Rabu, 19 Oktober 2011

Cik Mat

Cerpen Soeman HS

Cik Mat ini penduduk sebuah kampung, yang terletak di tepi sungai. Dan lazimlah pula orang yang diam di tepi sungai seperti itu, mandi, mencuci, mengambil air minum pun di sungai itu juga, bahkan sungai itu pun digunakan pula oleh orang kampung itu untuk tempat mencari rezeki. Tempat menjala, memancing dan membelat ikan.
Konon Cik Mat itu belum pernah kawin. Padahal umurnya sudah lanjut juga. Sudah mendekati empat puluh tahun. Patut disebut bujang lapuk, atau lebih elok disebut bujang tua. Terberita pula kabar angin, bual ular orang kampung, bahwa ia seorang yang tangkai jering, seorang kikir, lokek bukan main.
Pernah ia meminang anak gadis dara pingit sekampung itu. Oleh pihak wanita dimintanya uang antaran maskawin tiga puluh ribu rupiah. Uang antaran maskawin sebanyak itu menurut pikiran Cik Mat terlalu banyak. Mahal betul. Dan tak segan-segan ditawarnya sepuluh ribu rupiah. Tentu saja oleh pihak wanita tawaran Cik Mat itu dipandangnya memberi malu. Memberi aib orang saja. Pinangan pun batal, ditampik orang. Dan Cik Mat tetap jadi bujang tua juga.
Inilah salah satu kisah Cik Mat itu.
Di tepi sungai yang jernih bening, teduh berlinyang berliku ke barat, suak berkelok ke timur. Cik Mat duduk mencakung lurus.

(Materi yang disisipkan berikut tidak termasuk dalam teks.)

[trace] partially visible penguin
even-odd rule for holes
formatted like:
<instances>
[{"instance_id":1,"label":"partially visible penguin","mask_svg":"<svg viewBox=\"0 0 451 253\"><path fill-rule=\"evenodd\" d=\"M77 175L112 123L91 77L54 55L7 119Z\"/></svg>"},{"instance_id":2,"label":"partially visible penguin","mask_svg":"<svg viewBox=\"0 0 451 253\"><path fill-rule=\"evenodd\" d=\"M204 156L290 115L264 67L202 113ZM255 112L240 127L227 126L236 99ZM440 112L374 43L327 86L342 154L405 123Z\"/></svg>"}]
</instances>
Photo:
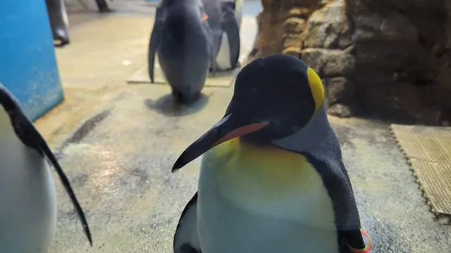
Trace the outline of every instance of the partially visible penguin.
<instances>
[{"instance_id":1,"label":"partially visible penguin","mask_svg":"<svg viewBox=\"0 0 451 253\"><path fill-rule=\"evenodd\" d=\"M149 46L149 73L154 82L158 53L177 101L191 103L199 98L214 63L207 17L199 0L163 0L156 8Z\"/></svg>"},{"instance_id":2,"label":"partially visible penguin","mask_svg":"<svg viewBox=\"0 0 451 253\"><path fill-rule=\"evenodd\" d=\"M223 117L173 171L202 154L175 253L368 252L315 71L274 55L245 66Z\"/></svg>"},{"instance_id":3,"label":"partially visible penguin","mask_svg":"<svg viewBox=\"0 0 451 253\"><path fill-rule=\"evenodd\" d=\"M97 4L97 8L99 8L99 12L109 13L114 11L110 8L110 4L112 1L113 0L96 0L96 4Z\"/></svg>"},{"instance_id":4,"label":"partially visible penguin","mask_svg":"<svg viewBox=\"0 0 451 253\"><path fill-rule=\"evenodd\" d=\"M233 7L233 14L238 24L238 27L241 27L241 19L242 18L242 0L221 0L223 3L231 5Z\"/></svg>"},{"instance_id":5,"label":"partially visible penguin","mask_svg":"<svg viewBox=\"0 0 451 253\"><path fill-rule=\"evenodd\" d=\"M202 2L213 32L216 67L219 71L235 69L239 65L242 1L202 0Z\"/></svg>"},{"instance_id":6,"label":"partially visible penguin","mask_svg":"<svg viewBox=\"0 0 451 253\"><path fill-rule=\"evenodd\" d=\"M54 39L60 41L60 44L56 46L68 44L70 42L68 32L69 21L64 0L46 0L45 2Z\"/></svg>"},{"instance_id":7,"label":"partially visible penguin","mask_svg":"<svg viewBox=\"0 0 451 253\"><path fill-rule=\"evenodd\" d=\"M47 158L47 159L46 159ZM69 181L47 143L0 84L0 252L47 252L56 227L56 193L48 160L91 233Z\"/></svg>"}]
</instances>

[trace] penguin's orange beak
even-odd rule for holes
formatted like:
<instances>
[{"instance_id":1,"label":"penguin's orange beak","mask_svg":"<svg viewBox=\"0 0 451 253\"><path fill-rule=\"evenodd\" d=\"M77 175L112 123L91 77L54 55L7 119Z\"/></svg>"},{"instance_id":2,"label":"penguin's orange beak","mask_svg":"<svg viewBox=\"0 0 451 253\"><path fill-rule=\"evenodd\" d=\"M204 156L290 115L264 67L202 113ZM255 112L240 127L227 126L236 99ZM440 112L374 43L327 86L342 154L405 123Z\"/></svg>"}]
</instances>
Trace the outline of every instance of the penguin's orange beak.
<instances>
[{"instance_id":1,"label":"penguin's orange beak","mask_svg":"<svg viewBox=\"0 0 451 253\"><path fill-rule=\"evenodd\" d=\"M233 115L229 114L183 151L175 161L172 171L175 171L216 145L234 138L257 131L268 124L268 122L238 124L234 120Z\"/></svg>"}]
</instances>

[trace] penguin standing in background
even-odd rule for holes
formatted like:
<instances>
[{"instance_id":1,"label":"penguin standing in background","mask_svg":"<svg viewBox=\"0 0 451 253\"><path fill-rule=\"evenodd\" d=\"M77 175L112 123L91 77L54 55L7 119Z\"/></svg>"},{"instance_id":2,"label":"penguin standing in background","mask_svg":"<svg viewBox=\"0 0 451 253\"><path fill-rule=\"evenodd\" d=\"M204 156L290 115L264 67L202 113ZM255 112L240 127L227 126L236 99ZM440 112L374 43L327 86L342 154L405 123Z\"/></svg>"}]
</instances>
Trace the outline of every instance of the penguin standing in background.
<instances>
[{"instance_id":1,"label":"penguin standing in background","mask_svg":"<svg viewBox=\"0 0 451 253\"><path fill-rule=\"evenodd\" d=\"M174 252L371 249L323 84L298 58L274 55L245 67L224 117L182 153L173 171L204 153Z\"/></svg>"},{"instance_id":2,"label":"penguin standing in background","mask_svg":"<svg viewBox=\"0 0 451 253\"><path fill-rule=\"evenodd\" d=\"M219 71L233 70L240 65L240 25L237 17L240 17L240 23L241 14L235 11L238 4L242 11L242 1L202 0L202 2L213 32L216 67Z\"/></svg>"},{"instance_id":3,"label":"penguin standing in background","mask_svg":"<svg viewBox=\"0 0 451 253\"><path fill-rule=\"evenodd\" d=\"M154 82L155 53L178 102L200 96L214 58L208 22L199 0L163 0L156 8L149 45L149 74Z\"/></svg>"},{"instance_id":4,"label":"penguin standing in background","mask_svg":"<svg viewBox=\"0 0 451 253\"><path fill-rule=\"evenodd\" d=\"M63 46L70 43L68 28L69 20L66 11L64 0L46 0L47 13L51 26L54 39L60 41L57 46Z\"/></svg>"},{"instance_id":5,"label":"penguin standing in background","mask_svg":"<svg viewBox=\"0 0 451 253\"><path fill-rule=\"evenodd\" d=\"M91 233L69 181L17 99L0 84L0 252L47 252L56 228L56 170L89 244Z\"/></svg>"},{"instance_id":6,"label":"penguin standing in background","mask_svg":"<svg viewBox=\"0 0 451 253\"><path fill-rule=\"evenodd\" d=\"M109 5L111 2L113 0L96 0L96 4L97 4L97 8L99 8L99 13L110 13L114 11L110 8Z\"/></svg>"}]
</instances>

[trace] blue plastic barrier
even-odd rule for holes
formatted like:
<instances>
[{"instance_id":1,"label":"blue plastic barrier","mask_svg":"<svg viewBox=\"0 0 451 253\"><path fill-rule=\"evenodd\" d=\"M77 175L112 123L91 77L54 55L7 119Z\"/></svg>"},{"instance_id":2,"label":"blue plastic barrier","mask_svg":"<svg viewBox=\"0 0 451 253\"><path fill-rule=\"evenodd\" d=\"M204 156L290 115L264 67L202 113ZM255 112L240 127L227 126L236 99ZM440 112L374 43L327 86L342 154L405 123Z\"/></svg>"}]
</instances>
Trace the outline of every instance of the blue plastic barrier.
<instances>
[{"instance_id":1,"label":"blue plastic barrier","mask_svg":"<svg viewBox=\"0 0 451 253\"><path fill-rule=\"evenodd\" d=\"M0 82L32 121L64 99L44 0L0 1Z\"/></svg>"}]
</instances>

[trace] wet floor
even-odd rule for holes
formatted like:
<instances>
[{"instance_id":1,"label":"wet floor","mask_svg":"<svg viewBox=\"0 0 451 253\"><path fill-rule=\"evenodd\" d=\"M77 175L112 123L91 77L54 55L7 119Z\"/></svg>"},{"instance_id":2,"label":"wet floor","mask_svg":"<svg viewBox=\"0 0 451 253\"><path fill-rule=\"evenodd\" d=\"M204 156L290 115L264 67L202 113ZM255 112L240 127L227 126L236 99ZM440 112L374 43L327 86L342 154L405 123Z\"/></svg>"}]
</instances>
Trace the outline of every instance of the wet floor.
<instances>
[{"instance_id":1,"label":"wet floor","mask_svg":"<svg viewBox=\"0 0 451 253\"><path fill-rule=\"evenodd\" d=\"M94 246L58 183L52 253L171 252L178 219L196 190L199 160L175 174L171 169L222 117L232 96L233 86L208 87L197 103L180 107L167 86L127 84L147 60L153 17L141 11L73 14L78 20L70 28L73 44L56 49L66 100L36 125L85 209ZM250 50L255 30L254 17L245 16L245 50ZM373 240L372 252L448 251L451 228L433 221L388 126L330 120L362 226Z\"/></svg>"}]
</instances>

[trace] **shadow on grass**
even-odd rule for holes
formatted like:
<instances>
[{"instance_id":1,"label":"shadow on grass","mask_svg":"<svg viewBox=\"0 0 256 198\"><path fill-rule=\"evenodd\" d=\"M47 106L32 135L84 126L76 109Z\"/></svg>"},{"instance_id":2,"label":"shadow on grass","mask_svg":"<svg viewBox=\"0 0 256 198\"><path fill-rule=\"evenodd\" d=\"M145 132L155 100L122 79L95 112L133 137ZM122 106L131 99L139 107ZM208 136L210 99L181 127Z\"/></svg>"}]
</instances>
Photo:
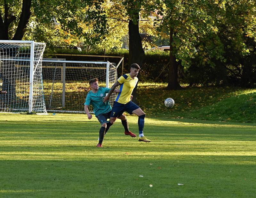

Bertengger di ujung kayu balak, sudah tak laku lagi dijual orang. Agak lapuk, timbul sedikit di muka air. Kokonnya milik toke A Kang. Di situ Cik Mat memegang pancing berjoran aur kuning, berkelar ukir lingkaran hitam. Pangkalnya bersimpai rotan tikus, ujungnya halus melentur-lentur.
Cik Mat berserapah, “Puah! Sambur bujang perambut, air pasang ke insang, air surut bawak ke perut, biar putus jangan rabut!”
Tiga yang sudah, empat dengan ini Cik Mat membaca mantrera sepah-serapah, menyentak joran menyentak tali. Tapi yang terkail naik ke atas, hanya umpan juga.
“Cih, sekali lagi. Sambut bujang perambut…”
Ehm.
Nun di seberang sana berenang mengigal-igal, berkecimpung menepuk air Dang Zainab, janda Cik Salam, sudah ditalak tiga. Tapi ingin bercinta buta.
Ehm.
Telah empat kali Cik Mat melayangkan pandang. Sudah sekian kali pula mata dikejab-kejib dilayangkan, dibesar di belalakkan, dikecil, disipitkan, direnung dipicingkan, tapi… rang seberang berkecimpung juga.
Sekali lagi Cik Mat menyentak pancing, maka tergaitlah terombang-ambing, di awang-awang seekor ikan putih berkilat-kilat, sepelempap kurang tiga jari.
“Ehm…a, terkait insang,” Cik Mat batuk berdehem. Sudah mendeheman melayang ke tepian seberang. Di bawah teduh pokok mangis, celah-celah bayang tunjang pandang.
Tapi kecimpung tidak bergema lagi. Yang berkecimpung telah mendarat, naik ke tebing di balik-balik semak pimping. Nun di bawah rambutan, bersela pohon durian, tampak Dang Zainab berjalan membelakang. Melenggok-lenggok, meliuk-liuk, tidak berpaling tidak menoleh. Tidak mengangguk, tidak melengos.
“Ai… terkait insang,” Cik Mat mendehem, mendehem-dehem. Pandang tak lurus lagi, juling silau matahari. “Di mana orang mengenal awak… nasib, nasib…”


Soeman HS., lahir di Bantantua, Bengkalis, Riau, tahun 1904. Beliau meninggal 8 Mei 1999 di rumahnya, Jalan Tangkubanperahu, Pekanbaru pada usia 95 tahun.